Different activities and their counts:
-------------------------------------
Trail Running ~> 283.77 hours (153 act.)
Road Biking ~> 80.82 hours (33 act.)
Running ~> 78.25 hours (76 act.)
Indoor Biking ~> 71.04 hours (51 act.)
Mountain Biking ~> 16.99 hours (9 act.)
Hiking ~> 15.35 hours (6 act.)
Road biking ~> 3.74 hours (2 act.)
Lap Swimming ~> 0.21 hours (1 act.)


In [8]:
# Import and quick check Daily data
googleDrive_client = gspread.authorize(config.DRIVE_CREDENTIALS)
daily_data, _ = hf.import_google_sheet(googleDrive_client=googleDrive_client, filename=config.DRIVE_TP_LOG_FILENAMES[1], sheet_index=0)

# "Clean" data
for col in daily_data.columns:
    try:
        daily_data[col] = daily_data[col].apply(hf.safe_convert_to_numeric)
    except ValueError:
        pass 

# Date & Datetime
daily_data["Date"] = pd.to_datetime(daily_data[["Year", "Month", "Day"]]).dt.date
daily_data["Datetime"] = pd.to_datetime(daily_data[["Year", "Month", "Day"]])
daily_data = daily_data.sort_values(by="Date").reset_index(drop=True)

# About
print("Daily data about:")
print("-----------------------------------------------------")
print("Todays date: {}".format(datetime.datetime.today().date()))
print("Date range: {} to {}".format(daily_data["Date"].min(), daily_data["Date"].max()))
print("Duplicated rows = {}".format(daily_data[daily_data.duplicated(keep=False)].shape[0]))
print("Missing dates = {}".format([d for d in pd.date_range(start=daily_data["Date"].min(), end=daily_data["Date"].max()).date if d not in daily_data["Date"].values]))

Daily data about:
-----------------------------------------------------
Todays date: 2025-08-28
Date range: 2024-04-15 to 2025-08-27
Duplicated rows = 0
Missing dates = []


# Development

We have two goals:

1. **Recent Adjusted Relative Training Load (ARTL)**

Define a simple metric that shows where we are with our current training compared to what we've been doing in the recent past. The purpose is to see if we should reduce out trainings load — so that we don't overreach or risk injury, or increase increase it to match what what our body has been adapted to in recent past. Or just simple define where in the training cycle we are if we take larger picture into account. *How are we positined relative to recent training load overall?*

2. **Recent Load Relative Percentile (RLRP)**

Quantify how hard today's training was compared to what we are used to. In other words, show where this session fall within the distribution of our recent sessions — is it an average day, a light day, or a clear spike? This also helps guide tomorrow’s (or few next days) training choice, since we know whether today was relatively light, normal, or heavy.

Dataset:

- All activities, regardless if it was real training or not (including hiking, swimming, easy cycling etc.).
- Lets assume we only have one "real" workout per day and take total (sum) daily training load (one sample is one day). 
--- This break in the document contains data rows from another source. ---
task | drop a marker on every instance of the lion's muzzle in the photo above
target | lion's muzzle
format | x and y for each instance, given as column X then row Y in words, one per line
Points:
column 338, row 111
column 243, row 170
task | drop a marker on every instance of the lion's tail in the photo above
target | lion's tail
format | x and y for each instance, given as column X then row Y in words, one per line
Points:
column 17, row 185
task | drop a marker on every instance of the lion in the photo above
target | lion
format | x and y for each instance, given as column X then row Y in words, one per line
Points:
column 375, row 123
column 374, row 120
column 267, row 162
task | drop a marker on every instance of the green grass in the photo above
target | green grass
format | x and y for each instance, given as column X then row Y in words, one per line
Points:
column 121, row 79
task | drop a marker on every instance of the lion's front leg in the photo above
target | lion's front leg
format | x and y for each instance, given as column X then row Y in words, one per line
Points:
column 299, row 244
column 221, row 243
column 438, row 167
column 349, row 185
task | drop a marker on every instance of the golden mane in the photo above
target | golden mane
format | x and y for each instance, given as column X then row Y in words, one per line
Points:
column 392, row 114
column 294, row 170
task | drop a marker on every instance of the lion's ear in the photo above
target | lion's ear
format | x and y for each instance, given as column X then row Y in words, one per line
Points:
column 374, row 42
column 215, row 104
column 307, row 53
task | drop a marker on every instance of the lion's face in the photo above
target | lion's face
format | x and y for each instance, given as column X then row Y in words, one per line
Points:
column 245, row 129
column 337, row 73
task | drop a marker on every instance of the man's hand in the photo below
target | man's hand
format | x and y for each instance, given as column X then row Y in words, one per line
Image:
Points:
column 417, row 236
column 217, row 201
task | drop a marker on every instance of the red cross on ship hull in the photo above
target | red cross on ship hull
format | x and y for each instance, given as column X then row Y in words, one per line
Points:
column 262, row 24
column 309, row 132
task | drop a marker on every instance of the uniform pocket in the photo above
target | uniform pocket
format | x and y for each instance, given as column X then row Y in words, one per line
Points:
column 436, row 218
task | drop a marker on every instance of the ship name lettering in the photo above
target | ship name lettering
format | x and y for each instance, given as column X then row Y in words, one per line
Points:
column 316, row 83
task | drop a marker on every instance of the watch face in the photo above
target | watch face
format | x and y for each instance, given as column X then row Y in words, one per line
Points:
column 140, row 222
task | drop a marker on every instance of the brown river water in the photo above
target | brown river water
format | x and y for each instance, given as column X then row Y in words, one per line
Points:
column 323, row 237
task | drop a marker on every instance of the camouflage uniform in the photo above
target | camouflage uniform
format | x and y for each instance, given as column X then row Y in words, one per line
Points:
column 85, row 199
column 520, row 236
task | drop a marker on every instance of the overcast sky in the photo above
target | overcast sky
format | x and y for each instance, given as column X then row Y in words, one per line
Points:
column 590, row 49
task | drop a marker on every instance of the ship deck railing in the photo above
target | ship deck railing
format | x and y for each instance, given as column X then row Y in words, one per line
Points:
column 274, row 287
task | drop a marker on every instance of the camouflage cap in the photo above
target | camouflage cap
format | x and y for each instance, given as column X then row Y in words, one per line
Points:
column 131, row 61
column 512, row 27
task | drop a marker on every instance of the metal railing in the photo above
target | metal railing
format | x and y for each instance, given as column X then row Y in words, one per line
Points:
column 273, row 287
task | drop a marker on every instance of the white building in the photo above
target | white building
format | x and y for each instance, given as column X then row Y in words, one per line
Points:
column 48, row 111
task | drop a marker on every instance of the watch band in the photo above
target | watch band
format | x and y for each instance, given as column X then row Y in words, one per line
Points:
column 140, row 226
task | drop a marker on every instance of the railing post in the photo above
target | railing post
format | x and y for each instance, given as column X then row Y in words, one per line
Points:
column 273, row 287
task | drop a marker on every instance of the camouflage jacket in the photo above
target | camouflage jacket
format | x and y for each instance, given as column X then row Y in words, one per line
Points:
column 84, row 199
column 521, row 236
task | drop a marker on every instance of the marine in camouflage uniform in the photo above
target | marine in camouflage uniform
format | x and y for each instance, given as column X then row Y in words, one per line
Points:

Let $TL_i$ be the training load of the day i.

### Recent Adjusted Relative Training Load (ARTL)

A history aware measure of current relative load. We have to balance:
- Baseline (long term) adaptation 
    - What your body has been used to, and succesfully handed it, over a longer period and did, e.g., 3 months.
    - Captures what your body is adapted to before the most recent training period.
    - Reflects true adaptation, not recent acute changes.

- Recent training pattern 
    - What our last weeks/days looked like, weighted by recency, so that very recent sessions count more (what we did e.g. 3 weeks before, our body has probably handled and adapted to).
    - Captures what your body has been exposed to in the most recent period.
    - Reflect acute training load.

Adjusted Relative Training Load (ARTL) is defined as the ratio between recent weighted training load and baseline training load 
-  $ARTL = \frac{Recent\ Weighted\ Load}{Baseline\ Load}$
- ARTL > 1 -> recent 3-week load is above what you were adapted to in the prior 3 months - "going out of bodys comfort zone, risky"
- ARTL < 1 -> recent 3-week load is below what you were adapted to in the prior 3 months - "safe to push"

Where:

Define historical windows:
- Baseline window:  Lets take last 90 days (3 months) excluding last 21 days (3 weeks).
- Recent weighted window: Lets take last 21 days (3 weeks).